Suara rusuh dari luar kedai bakso terdengar mengalihkan pandangan Winda dan Tama. Dari segi seragam bukan dari sekolahnya, tapi pembicaraan mereka seakan-akan mereka satu sekolah dengannya. Biasa, menggossip tentang cogan di sekolahnya. Dan nama Tama disebut-sebut.

"Tuhkan Win, gue di gibahin. Biasa cogan gitcu."

Winda tersenyum masam mendengarnya, sambil menyuapkan sedikit bakso ke mulutnya.

"Btw nih ya pacarnya Tama itu anak dari yang narkoba itu loh. Padahal ibunya bukan artis atau apa tapi gak tau kenapa gara-gara ketauan dia konsumsi narkoba beritanya dimana-mana." Ucap salah satu diantara mereka.

Satu lagi diantara mereka mungkin jauh punya info terbaru hingga ia menambahkan, "Gak mungkin kalau cuma narkoba bisa diberitain segitunya, pasti ada apa-apanya. Gue yakin selain konsumsi ibunya juga ngedarin, dan uangnya itu buat biayain anaknya sekolah si pacarnya Tama itu."

Lagi-lagi ia mendengar kalimat hujatan, tapi sepertinya kali ini jauh lebih menyakiti hatinya. Dengan cepat Winda mengambil tasnya dan keluar dari kedai bakso meninggalkan Tama.

Tanpa rasa bersalah Tama menumpahkan kuah baksonya serta es jeruknya pada kumpulan ciwi-ciwi yang sedang asyik gossip. Oh ini namanya penyiksaan. Tapi tenang, semuanya pun memuji Tama setelah Tama melakukan perbuatan menyebalkannya itu.

"Winda, naik sekarang." Ajaknya menahan pergelangan Winda, namun Winda berontak mencoba melepas tangan Tama darinya sampai akhirnya ia lelah sendiri dan Tama langsung memakaikannya helm.

"Nah sekarang naik." Winda terdiam, tangannya justru menggenggam tangan Tama erat dengan mata yang memerah seakan menahan sesuatu disana.

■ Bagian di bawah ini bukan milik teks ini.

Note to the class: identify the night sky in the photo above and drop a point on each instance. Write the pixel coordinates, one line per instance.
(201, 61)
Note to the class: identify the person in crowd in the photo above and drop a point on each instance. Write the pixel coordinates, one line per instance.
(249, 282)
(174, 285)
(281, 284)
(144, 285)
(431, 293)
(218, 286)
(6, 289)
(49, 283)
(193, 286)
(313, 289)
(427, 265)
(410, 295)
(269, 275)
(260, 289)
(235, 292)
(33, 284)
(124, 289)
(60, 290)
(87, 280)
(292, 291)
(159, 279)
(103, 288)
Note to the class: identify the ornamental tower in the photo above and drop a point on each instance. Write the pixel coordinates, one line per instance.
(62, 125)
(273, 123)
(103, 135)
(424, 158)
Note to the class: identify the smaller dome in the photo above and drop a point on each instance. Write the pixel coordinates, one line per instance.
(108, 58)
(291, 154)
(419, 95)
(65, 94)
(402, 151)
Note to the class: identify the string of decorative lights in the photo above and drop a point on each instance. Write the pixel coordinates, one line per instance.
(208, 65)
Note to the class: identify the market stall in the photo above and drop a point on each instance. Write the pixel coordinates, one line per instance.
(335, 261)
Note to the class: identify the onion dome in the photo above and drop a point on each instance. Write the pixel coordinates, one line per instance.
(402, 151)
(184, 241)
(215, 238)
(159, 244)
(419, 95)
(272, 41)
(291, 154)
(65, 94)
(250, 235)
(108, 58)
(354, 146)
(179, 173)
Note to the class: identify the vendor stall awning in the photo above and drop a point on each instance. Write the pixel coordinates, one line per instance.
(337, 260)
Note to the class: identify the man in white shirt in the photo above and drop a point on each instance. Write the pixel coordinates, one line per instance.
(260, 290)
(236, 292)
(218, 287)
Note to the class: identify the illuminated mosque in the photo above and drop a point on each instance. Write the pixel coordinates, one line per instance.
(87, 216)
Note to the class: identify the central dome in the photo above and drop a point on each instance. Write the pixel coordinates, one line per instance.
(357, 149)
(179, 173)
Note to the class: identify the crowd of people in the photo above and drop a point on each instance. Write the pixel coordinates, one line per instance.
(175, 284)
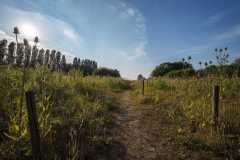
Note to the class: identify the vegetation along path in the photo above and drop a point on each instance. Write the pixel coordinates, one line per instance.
(135, 133)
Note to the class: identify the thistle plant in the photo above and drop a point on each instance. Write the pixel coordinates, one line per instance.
(58, 60)
(27, 53)
(34, 56)
(53, 59)
(46, 57)
(20, 54)
(40, 56)
(3, 50)
(10, 56)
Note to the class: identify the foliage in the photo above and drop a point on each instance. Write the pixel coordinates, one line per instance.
(106, 72)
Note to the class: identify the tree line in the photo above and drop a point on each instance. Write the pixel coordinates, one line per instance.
(22, 54)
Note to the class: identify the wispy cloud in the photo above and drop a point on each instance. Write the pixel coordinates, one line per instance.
(231, 34)
(216, 18)
(139, 51)
(4, 35)
(71, 34)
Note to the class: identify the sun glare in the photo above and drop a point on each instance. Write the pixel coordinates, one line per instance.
(29, 31)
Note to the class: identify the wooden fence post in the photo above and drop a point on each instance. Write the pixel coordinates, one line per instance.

Winda masih terus terdiam namun Tama membiarkannya sebentar seakan-akan mengerti akan perasaan Winda. Tama melirik jam tangannya sebentar, sudah jam setengah 4 sore. Berarti sebelum datang ke kedai bakso mereka berdua cukup lama berputar keliling kota dan tentunya tanpa SIM hehe.

"Naik Win, kalau disini terus nanti lo bakal denger omongan itu lagi. Horror kan."

Winda membuang nafasnya dan naik keatas motor Tama. Setelah ini pun Tama tidak mengajaknya pulang terlebih dahulu, ia akan mengajak Winda ke tempat kesukannya untuk meluapkan segala emosinya. Membiarkan tangan Winda terus menggenggam tangannya, memang susah karena membuat Tama hanya menggunakan tangan satu untuk mengendarai motornya.